In recent weeks much attention has been focused on the 90 partners who left K&L Gates in the last seven months. As the Legal Intelligencer cleverly observed, at least 91 different stories can be had about the cause of the departures.

In speaking with Bloomberg Big Law Business, firm chairman Peter Kalis attributed the partner departures to giving “rational” performance evaluations that can lead to high turnover. Rational? What does that mean? Does it somehow imply that there are also “irrational” performance reviews?

Sadly, yes. “Irrational” performance reviews are often more commonplace than “rational” ones, especially at the nonequity partnership level. This commentary is not directed at K&L Gates in particular, but from a broader industry perspective. Lawyers’ tendency to avoid interpersonal conflict coupled with high degrees of individual autonomy often creates a perfect storm whereby compensation decisions become a proxy for having difficult conversations.

This brings me to my second observation about the K&L Gates departures. In the Bloomberg article Kalis states that “The performance evaluation of nonequity partners can be viewed as part of that bond we have with associates. Of course, if you’re going to be rational about evaluations, significant numbers will be in transition because we intend to continue to promote up associates and to drive a high performance culture.”

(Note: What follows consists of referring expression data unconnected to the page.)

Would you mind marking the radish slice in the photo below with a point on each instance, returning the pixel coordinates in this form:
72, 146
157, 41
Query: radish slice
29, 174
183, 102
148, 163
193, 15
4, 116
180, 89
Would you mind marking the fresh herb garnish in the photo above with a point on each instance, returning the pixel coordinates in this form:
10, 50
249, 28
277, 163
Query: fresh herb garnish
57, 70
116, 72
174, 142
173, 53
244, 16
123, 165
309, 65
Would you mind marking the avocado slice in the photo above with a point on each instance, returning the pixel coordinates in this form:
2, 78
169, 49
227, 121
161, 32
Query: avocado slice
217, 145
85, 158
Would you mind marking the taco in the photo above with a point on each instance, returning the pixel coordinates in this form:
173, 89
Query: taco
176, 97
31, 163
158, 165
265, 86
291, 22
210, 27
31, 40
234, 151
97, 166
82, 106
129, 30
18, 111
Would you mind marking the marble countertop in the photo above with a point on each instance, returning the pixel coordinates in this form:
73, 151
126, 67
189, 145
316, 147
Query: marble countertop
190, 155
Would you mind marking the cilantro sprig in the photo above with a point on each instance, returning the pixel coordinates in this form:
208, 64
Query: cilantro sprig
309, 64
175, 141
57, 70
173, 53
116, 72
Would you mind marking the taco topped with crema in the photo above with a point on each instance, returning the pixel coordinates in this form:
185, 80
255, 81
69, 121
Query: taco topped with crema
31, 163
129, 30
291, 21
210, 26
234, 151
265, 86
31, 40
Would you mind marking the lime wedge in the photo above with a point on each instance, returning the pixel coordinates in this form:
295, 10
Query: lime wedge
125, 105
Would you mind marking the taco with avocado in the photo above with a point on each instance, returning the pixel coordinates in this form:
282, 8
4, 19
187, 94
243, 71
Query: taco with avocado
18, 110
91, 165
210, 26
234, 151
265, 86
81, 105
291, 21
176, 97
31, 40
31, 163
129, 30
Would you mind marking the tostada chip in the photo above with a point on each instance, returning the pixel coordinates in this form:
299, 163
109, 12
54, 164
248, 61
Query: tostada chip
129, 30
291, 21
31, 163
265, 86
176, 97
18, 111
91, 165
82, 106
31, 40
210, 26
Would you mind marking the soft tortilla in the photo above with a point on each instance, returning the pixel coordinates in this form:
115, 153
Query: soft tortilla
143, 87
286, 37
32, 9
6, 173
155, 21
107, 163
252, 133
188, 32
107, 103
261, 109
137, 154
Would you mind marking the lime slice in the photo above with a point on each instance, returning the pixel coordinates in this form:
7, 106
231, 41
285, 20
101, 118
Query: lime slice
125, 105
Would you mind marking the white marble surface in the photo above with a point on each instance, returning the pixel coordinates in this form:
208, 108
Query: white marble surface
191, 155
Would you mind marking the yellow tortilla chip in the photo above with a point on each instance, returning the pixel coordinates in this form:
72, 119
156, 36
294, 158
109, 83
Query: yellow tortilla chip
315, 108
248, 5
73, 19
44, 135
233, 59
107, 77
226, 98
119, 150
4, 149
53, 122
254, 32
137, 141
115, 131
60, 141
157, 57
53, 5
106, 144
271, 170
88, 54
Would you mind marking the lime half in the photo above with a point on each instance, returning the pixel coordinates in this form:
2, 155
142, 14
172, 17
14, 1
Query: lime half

This is a complex statement that must be unbundled carefully. First, if we’re applying a “rational” performance evaluation process to nonequity partners, logically we should be applying the same standard across all levels of the organization, including associates and equity partners. However, the firm lauds a recent mid-year promotion of 50 new associates to nonequity partner. Assuming the same “rational” performance evaluation was applied to the associates as it was to the nonequity partners, the issue may not be the rationality of the evaluation process but the actual underperformance of the nonequity partners.

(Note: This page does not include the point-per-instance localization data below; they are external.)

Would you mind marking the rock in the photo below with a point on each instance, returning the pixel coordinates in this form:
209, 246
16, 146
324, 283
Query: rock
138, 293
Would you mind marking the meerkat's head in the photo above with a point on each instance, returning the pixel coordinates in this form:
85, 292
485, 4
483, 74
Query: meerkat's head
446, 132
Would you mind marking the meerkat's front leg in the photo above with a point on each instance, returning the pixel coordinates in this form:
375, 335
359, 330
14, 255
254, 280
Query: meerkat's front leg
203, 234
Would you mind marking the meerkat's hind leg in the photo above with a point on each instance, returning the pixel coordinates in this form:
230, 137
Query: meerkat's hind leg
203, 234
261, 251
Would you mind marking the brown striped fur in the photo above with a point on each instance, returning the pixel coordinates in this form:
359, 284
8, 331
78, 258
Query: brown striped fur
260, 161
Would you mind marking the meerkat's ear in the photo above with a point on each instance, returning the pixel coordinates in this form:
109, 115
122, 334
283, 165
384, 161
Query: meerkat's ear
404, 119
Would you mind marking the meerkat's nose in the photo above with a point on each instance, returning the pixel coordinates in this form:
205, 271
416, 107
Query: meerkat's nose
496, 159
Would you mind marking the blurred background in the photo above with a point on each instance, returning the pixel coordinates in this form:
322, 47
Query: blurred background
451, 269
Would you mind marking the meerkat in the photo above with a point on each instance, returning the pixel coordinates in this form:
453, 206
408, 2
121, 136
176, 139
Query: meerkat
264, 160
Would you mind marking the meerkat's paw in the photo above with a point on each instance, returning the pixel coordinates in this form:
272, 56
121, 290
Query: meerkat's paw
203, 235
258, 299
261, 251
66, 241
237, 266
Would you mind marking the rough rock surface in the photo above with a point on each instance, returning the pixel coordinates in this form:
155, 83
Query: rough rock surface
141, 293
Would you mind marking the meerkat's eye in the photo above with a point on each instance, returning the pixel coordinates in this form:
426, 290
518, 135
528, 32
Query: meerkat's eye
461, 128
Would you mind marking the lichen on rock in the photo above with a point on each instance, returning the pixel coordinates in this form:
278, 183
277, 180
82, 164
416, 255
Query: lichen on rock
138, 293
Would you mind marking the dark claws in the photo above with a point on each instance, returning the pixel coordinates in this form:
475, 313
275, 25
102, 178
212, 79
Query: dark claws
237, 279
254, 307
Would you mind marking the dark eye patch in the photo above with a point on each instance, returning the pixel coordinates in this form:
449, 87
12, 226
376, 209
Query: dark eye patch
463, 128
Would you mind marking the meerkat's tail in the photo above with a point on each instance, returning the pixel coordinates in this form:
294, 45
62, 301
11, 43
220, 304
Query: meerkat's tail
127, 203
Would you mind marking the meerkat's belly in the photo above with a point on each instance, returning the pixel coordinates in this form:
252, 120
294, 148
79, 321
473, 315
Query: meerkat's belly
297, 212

Kalis continues, stating that “We have a bond with our best performing associates that they are going to get promoted.”   In isolation, simply promoting the best performers doesn’t create a bond sufficient to promote engagement within a law firm. However, comingled with accountability, transparency, feedback and skill development, firms can certainly make great strides by demonstrating that there is a path within the firm- and consequences if lawyers’ are unable to meet expectations. These consequences should not come with large groups of partner departures due to underperformance. They should be managed over time.

This brings me to my final observation. What exactly does a “high performance culture” mean? Can you create one simply by having some “rational” performance reviews and ushering in new associates into the non-equity partner rank? Something seems amiss with this logic. If the firm has a high performance culture, then why the sudden departure of 90 lawyers as a result of rational performance reviews?

Culture is not something that is created in a vacuum, nor in a seven-month period of time. It can’t be created with press releases. It can’t be crafted by switching titles or removing underperforming partners. It happens over time. A long time.

A high performance culture might look like the 50 new nonequity partners at K&L Gates receiving regular, punctual feedback about their skill development and business generation performance compared to specifically articulated expectations. Only time will tell. Perhaps a majority of the 50 recently minted nonequity partners will eventually become equity partners at the firm. If not, at least a high performance culture might help to avoid 50 different musings on the basis of their career trajectory.